Heart of a Lion

“Life is full of so many blessings. Too many of us spend all of our time thinking of the things we don’t have, instead of what we do have and we have so much to be thankful for.” – M. Kahil

Mark Kahil knows it’s not always easy to count your blessings, especially when they are too numerous to mention, but he knows one of the biggest is his business and the company where he serves as a Division Leader… USHEALTH Advisors.

“We just finished up a meeting out in College Station, Texas this week,” says Mark. “It was fantastic. We got all the leaders involved this time and it was really something. This year was a bigger impact than I’ve ever seen. I love what I’m doing. I love the people I work with. I love this company. Even when I went through significant struggles, I couldn’t stay away from it.  This company, the people who work with me and our mission of helping other people every day, have helped me so much.”

Love is at the core of so much of life, and Mark knows it is love and dedication to work, and his family, which have fueled his success, despite the adversity he and everyone faces. It’s the struggles that make you stronger, but having a solid foundation and a change in your perspective, can make a world of difference.

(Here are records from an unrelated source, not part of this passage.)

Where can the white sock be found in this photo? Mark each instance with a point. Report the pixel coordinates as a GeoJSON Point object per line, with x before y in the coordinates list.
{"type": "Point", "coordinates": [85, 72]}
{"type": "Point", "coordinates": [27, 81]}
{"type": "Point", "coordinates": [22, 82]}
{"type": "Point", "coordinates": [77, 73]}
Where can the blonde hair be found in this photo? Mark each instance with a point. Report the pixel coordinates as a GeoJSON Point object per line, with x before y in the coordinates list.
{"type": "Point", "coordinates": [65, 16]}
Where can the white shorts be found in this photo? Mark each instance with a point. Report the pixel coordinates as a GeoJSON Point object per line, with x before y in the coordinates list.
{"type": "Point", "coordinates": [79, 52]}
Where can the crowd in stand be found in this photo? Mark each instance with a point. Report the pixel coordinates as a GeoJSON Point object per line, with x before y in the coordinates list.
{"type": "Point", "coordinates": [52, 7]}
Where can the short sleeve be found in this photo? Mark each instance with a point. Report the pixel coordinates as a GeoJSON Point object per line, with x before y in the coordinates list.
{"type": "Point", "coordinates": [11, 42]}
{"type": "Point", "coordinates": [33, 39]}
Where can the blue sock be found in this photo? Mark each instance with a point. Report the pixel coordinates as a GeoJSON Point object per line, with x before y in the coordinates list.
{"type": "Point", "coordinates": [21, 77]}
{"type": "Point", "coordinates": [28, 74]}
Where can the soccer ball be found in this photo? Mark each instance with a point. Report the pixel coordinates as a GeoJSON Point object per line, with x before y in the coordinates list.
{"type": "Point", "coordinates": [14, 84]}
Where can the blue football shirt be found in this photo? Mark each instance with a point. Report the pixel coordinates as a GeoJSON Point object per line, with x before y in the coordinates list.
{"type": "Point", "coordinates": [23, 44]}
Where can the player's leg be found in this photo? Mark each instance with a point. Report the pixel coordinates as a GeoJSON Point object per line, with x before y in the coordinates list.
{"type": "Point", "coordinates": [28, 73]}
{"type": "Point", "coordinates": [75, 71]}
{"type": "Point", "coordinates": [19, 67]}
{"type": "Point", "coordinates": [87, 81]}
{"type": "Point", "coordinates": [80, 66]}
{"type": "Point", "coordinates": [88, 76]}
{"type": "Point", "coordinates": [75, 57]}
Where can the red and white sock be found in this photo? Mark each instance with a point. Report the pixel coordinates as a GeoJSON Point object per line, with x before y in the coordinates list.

“I think one of my biggest accomplishments in life is being married for 35 years, especially to a woman who is a way better person than I am,” laughs Mark. “My wife Cindy has a heart of gold. I wasn’t raised the way she was raised. I have learned so much from my wife, how to treat people and how not to judge people. When I met Cindy I quickly learned her family wasn’t like mine. My dad was a doctor and we traveled all over the world, had everything we ever wanted. I thought nothing was wrong with us, we were on one side of the tracks, other people were on the other. I never thought I was better than anyone else, just hadn’t experienced the other side.”

Mark continues, “Cindy was a cheerleader, I was a football player, a guard, and a linebacker, (in high school). We met at a bar one night, I asked her out and we went on a date.  I called her brother the next day and said, ‘I’m gonna marry your sister.’ There was no question she was the one I wanted to live my life with.”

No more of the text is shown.